After grabbing a simple red apple out of the lunch line just to still time, I build my confidence up and head over to the quiet table where my friends sit, well, minus Nikki.
I pull my chair out and quietly sit down in my usual spot, next to Leila. Leila doesn't give me a second glance to acknowledge my presence and Christy and Jenna are obviously too engrossed in their usual rhotuines to acknowledge me either.
I slightly peek at Leila to see that she is mournfully poking at a sad case of refried beans. I really, really upset her...
I look at her, then my apple, then back at her again, wandering if I should speak up and apologize for my uncalled for behavior this morning.
And then I do speak up.
"Leila, can I talk to you?" I begin "I made a huge mistake snapping at you like that, I mean, all you were doing is trying to be a good friend and i-"

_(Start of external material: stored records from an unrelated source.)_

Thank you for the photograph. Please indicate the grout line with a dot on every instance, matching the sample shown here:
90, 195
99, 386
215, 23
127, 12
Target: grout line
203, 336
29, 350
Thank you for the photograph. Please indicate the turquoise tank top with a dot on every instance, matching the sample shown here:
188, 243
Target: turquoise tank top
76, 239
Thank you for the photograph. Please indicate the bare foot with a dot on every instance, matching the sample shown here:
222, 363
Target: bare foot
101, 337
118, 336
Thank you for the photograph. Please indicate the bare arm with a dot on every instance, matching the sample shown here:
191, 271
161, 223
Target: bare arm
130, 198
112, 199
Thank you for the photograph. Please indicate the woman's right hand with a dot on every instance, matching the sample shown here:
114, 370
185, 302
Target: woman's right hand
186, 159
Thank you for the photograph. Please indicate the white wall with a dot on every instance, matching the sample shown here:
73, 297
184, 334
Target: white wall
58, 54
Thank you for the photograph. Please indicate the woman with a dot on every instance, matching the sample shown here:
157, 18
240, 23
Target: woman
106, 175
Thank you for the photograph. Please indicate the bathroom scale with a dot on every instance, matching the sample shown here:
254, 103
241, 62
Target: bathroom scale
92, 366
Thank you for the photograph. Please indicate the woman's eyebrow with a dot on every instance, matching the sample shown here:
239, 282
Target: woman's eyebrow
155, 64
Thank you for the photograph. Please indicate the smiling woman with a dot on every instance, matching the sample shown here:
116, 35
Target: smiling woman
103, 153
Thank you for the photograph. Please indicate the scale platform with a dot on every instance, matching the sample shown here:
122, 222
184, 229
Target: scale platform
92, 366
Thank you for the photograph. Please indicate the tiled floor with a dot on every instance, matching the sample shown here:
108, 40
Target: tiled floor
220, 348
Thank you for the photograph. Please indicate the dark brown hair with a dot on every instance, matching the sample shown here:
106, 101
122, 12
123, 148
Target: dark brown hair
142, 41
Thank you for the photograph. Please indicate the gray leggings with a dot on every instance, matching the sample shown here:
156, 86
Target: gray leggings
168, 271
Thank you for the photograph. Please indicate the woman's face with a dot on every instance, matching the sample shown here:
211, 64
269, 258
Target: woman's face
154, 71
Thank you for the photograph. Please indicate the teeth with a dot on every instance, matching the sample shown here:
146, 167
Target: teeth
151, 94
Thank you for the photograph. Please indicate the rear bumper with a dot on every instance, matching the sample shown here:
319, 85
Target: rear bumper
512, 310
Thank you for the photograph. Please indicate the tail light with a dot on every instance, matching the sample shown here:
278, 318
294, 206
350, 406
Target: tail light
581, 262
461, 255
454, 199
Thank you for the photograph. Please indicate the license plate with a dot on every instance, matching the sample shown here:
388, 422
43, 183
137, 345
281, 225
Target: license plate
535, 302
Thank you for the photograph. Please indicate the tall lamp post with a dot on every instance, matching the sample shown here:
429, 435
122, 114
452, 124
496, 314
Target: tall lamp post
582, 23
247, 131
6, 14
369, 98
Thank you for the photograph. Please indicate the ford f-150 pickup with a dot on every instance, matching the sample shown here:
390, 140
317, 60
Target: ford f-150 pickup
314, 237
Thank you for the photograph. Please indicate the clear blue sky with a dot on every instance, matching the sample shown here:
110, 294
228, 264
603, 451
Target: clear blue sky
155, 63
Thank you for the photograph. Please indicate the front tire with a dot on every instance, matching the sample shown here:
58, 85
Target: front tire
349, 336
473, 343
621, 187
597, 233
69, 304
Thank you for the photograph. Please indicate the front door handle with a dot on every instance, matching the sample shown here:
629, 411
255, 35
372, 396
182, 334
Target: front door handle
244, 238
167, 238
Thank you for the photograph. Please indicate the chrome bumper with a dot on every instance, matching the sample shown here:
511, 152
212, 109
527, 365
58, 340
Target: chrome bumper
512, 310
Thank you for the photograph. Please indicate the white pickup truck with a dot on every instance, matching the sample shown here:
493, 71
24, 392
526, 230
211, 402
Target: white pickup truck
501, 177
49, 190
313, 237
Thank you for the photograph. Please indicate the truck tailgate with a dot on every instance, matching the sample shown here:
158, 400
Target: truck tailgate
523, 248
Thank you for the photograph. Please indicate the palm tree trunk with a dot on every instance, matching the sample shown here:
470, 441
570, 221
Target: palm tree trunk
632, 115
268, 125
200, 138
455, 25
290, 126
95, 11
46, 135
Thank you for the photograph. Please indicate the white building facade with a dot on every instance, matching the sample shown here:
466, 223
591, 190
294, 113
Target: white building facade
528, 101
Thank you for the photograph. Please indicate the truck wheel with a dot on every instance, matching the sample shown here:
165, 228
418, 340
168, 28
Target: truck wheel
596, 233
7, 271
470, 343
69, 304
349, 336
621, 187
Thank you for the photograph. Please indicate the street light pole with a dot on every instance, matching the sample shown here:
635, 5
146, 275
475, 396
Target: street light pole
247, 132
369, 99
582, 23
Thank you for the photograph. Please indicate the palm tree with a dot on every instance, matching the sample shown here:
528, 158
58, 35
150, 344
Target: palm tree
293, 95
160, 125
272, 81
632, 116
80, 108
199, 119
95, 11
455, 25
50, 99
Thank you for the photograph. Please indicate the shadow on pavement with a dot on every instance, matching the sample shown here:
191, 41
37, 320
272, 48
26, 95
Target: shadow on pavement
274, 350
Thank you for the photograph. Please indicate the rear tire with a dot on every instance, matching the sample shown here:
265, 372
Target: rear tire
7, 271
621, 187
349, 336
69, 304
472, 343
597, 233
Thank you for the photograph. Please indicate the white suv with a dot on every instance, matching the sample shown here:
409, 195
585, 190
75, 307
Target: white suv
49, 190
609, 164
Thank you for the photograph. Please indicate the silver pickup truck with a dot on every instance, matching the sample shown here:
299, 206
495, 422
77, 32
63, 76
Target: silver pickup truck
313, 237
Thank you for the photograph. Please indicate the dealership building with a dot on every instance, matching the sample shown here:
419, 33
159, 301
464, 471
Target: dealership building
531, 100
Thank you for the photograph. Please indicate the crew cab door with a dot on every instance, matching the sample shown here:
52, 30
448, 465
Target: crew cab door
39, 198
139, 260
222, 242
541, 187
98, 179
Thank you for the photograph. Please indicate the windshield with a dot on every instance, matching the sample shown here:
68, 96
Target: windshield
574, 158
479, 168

"No Sierra, there's no need to apologize, after all, if I was such a good friend,I would have understood your pain and let it slip off of my shoulder. I didn't need you to start feeling sorry for me when you already had enough on your plate." Leila appolegetically stated
"I know but I shouldn't of snapped at you like-" I tried to protest
"No Sierra, seriously, there's no need to apologize...why don't we just drop that segment feom our life and move on like that never happened? Deal?" She smiled
I couldn't believe how great of a sport she was being when it shouldn't have been her apologizing, but learning from experience I knew I wouldn't win this battle, so I gratefully let is slide off of my shoulder.